How our energy usage changed
Despite 2020 being the year of lockdown, our energy consumption did not increase.
As a household with two key workers, our two children were in school and I continued to work from home as normal whilst my husband went to his workshop.
Comparing energy usage over three years shows the smart meter is continuing to make a difference.
We live in a four-bedroom semi-detached house and year-on-year we have been using less fuel.
In October 2020, we used 30kWh of electricity and 402kWh of gas less than the previous year. And in October 2019, less than two months after the meter was installed, we were already using 326kWh less electricity compared to 2018.
Looking at the figures in more detail over winter 2020, we were using slightly more electricity (around 30 kWh to 60kWh per month) but considerably less gas.
In December 2020, we consumed 540kWh less gas than in 2019 despite me working from home.
This was because we installed an electric-powered oil heater under my desk rather than whacking on the heating every day.
This was a direct result of the smart meter telling us that having the heating on was costing us £4 a day, whilst the heater was around £1.50.
In the beginning, I was fixated by the smart meter and for the first six months was checking it each day.
I knew how much a shower cost (20p for my long shower, 12p for the kids) and got annoyed if our daily electricity spend went over £1.50.
But I must admit the novelty did wear off, even though the COVID-19 pandemic meant we were tightening our belts financially.
I barely check the meter these days, but some habits have stuck. I still go around the house switching off lights that every other family member left on.
And we have replaced our energy sapping television (£1.50 a day in peak viewing times) with a second-hand set, which is way more efficient.
We also decided not to hire a hot tub over the festive period like we normally do as the previous year this had cost around £5 a day in electricity to heat according to the smart meter, which added up to £70 over a fortnight.
But we have not cut back on how much laundry we do or how many times the dishwasher goes on, because although this would save energy and money, it would be a huge inconvenience.
The biggest change has been our use of heating. Instead of setting it on a timer we only put it on when we absolutely need it.

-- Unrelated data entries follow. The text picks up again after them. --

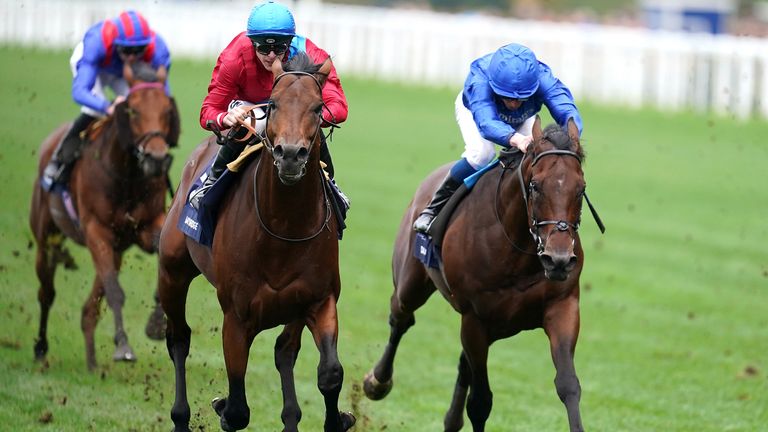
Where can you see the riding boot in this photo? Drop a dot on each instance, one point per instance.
(325, 157)
(439, 199)
(227, 153)
(66, 153)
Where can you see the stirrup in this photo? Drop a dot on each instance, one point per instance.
(423, 222)
(197, 195)
(51, 176)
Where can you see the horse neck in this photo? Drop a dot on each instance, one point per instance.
(511, 206)
(116, 167)
(299, 205)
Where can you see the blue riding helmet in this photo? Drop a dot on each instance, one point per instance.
(272, 19)
(132, 30)
(514, 72)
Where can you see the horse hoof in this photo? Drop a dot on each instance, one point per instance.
(155, 328)
(41, 349)
(218, 404)
(124, 353)
(374, 389)
(347, 420)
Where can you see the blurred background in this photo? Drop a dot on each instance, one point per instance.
(674, 297)
(671, 54)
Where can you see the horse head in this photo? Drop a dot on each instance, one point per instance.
(294, 115)
(553, 189)
(148, 120)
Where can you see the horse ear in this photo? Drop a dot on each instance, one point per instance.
(162, 74)
(573, 131)
(536, 129)
(325, 69)
(174, 126)
(277, 68)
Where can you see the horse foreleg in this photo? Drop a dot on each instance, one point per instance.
(149, 240)
(561, 323)
(107, 262)
(454, 418)
(474, 339)
(89, 319)
(233, 409)
(286, 351)
(155, 328)
(45, 266)
(172, 293)
(410, 294)
(324, 326)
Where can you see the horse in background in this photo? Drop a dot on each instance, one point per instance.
(274, 259)
(511, 261)
(115, 198)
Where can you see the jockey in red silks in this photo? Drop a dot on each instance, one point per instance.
(97, 62)
(243, 76)
(497, 106)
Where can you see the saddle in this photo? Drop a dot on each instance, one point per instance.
(427, 246)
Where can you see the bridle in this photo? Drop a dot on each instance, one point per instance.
(534, 225)
(269, 106)
(270, 147)
(139, 144)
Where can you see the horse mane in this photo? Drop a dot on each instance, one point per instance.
(301, 62)
(144, 72)
(558, 136)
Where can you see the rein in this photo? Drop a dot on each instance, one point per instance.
(277, 236)
(270, 147)
(535, 226)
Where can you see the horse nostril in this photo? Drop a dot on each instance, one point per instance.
(572, 262)
(302, 154)
(277, 151)
(547, 261)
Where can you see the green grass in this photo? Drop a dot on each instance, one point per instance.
(674, 301)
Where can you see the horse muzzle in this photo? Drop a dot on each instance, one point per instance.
(152, 166)
(557, 256)
(291, 163)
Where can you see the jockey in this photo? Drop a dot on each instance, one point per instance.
(97, 62)
(243, 76)
(498, 105)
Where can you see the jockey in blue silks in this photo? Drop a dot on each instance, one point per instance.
(97, 62)
(498, 105)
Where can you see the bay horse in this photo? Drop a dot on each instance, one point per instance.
(511, 260)
(117, 189)
(274, 257)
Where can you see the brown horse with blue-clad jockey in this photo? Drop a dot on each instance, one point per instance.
(113, 197)
(509, 260)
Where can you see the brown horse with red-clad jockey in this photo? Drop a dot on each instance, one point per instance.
(274, 257)
(114, 198)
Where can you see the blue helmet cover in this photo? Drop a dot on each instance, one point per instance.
(132, 29)
(514, 72)
(270, 18)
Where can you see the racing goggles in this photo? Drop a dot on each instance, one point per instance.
(277, 48)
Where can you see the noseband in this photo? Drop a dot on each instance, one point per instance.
(534, 225)
(139, 145)
(270, 105)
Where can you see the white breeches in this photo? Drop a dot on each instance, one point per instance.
(261, 119)
(477, 150)
(118, 85)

This is usually for a one-hour blast and instead, we rely much more on the wood-burning stove. From a consumption perspective, this has dramatically reduced our gas usage although there are environmental implications.
Have I saved money?
Overall, we appear to be using around the same amount of electricity as prior to the smart meter but a lot less gas. So, has this saved us money?
This is difficult to judge because in September 2019 just before our smart meter was installed, our energy provider reduced our bill from £88 a month to £82.03 a month due to our annual usage.
The price has remained at that rate ever since although a recent email said our bill would rise by £9 a month due to the price of wholesale energy, but we are yet to see this change.
I think in the long run we will save ourselves money as we definitely do consume less energy, so I do think the meter is worth it.
But that doesn’t mean there hasn't been problems.
During the past nine months, we have found that most days the gas reading is blank on the meter and sometimes there is no data at all.
Turning it off and on again can solve this problem but it is a bit of a nuisance.
I did recently discover that you can reset your smart meter online and this does seem to fix the problem, but it is irritating that you have to keep doing this.
I also don't understand the information displayed on the energy supplier website, which seems to log meter readings on random days, or multiple times a day, rather than consistently every day (see picture above).
At some point, I am sure we will need the next generation of smart meter and hopefully, by that point, the connection issues will have been resolved.